Em jantar, Eduardo e Marina fecham chapa para 2014

Leandro Mazzini

A chapa está fechada: Eduardo Campos será candidato a presidente e Marina Silva, sua vice.

Eles trataram isso informalmente no primeiro encontro no último dia 5. E afinaram o discurso em jantar há três dias. “Agora eles só estão conversando para não baterem cabeça”, diz interlocutor próximo do socialista.

Tudo começou com um telefonema do senador Rodrigo Rollemberg (PSB-DF) para Eduardo dia 4, a quem contou o interesse de Marina.

“Isso é trote!”, retrucou o governador.

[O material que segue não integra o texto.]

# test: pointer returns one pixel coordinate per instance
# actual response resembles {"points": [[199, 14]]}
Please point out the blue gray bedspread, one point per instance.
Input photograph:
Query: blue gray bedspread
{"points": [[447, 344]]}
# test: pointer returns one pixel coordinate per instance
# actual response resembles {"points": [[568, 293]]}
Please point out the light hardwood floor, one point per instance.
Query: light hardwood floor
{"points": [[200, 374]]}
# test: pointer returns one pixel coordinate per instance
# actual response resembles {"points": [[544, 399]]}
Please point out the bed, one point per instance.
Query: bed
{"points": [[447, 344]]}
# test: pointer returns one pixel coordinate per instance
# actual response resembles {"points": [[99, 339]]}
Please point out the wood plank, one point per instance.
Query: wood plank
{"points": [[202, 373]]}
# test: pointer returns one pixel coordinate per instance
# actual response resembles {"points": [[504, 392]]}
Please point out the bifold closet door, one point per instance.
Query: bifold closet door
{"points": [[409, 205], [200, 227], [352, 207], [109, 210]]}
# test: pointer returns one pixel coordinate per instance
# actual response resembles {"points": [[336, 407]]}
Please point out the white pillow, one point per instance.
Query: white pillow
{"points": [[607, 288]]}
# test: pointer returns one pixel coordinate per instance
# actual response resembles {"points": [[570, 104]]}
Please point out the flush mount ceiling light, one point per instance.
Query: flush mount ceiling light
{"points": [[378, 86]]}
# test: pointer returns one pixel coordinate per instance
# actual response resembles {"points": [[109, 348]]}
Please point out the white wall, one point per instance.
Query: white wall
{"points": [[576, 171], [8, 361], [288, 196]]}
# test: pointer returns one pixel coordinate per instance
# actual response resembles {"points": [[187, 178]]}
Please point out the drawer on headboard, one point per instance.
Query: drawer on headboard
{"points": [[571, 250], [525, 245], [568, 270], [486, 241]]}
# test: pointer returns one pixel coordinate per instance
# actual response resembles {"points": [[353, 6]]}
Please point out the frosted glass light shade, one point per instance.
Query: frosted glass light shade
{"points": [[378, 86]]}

O senador passou então o telefone para Pedro Ivo, o coordenador da Rede de Marina no Distrito Federal, que revelou o plano dela. E Eduardo voou para Brasília.

O presidenciável socialista diz que não acredita em marqueteiro, mas revelou à coluna que tem conversado muito com Antonio Lavareda. Aliados próximos revelaram ainda que ele já tem nome de urna: será apenas Eduardo.

Mas ele estará afinado com Marina. Prova disso é que quem brinca com Eduardo Campos sobre ‘jabutis’, ou problemas pré-eleitorais, ele solta logo: ‘Não me fale em jabuti porque agora, para assuntos de meio ambiente, preciso consultar a Rede’.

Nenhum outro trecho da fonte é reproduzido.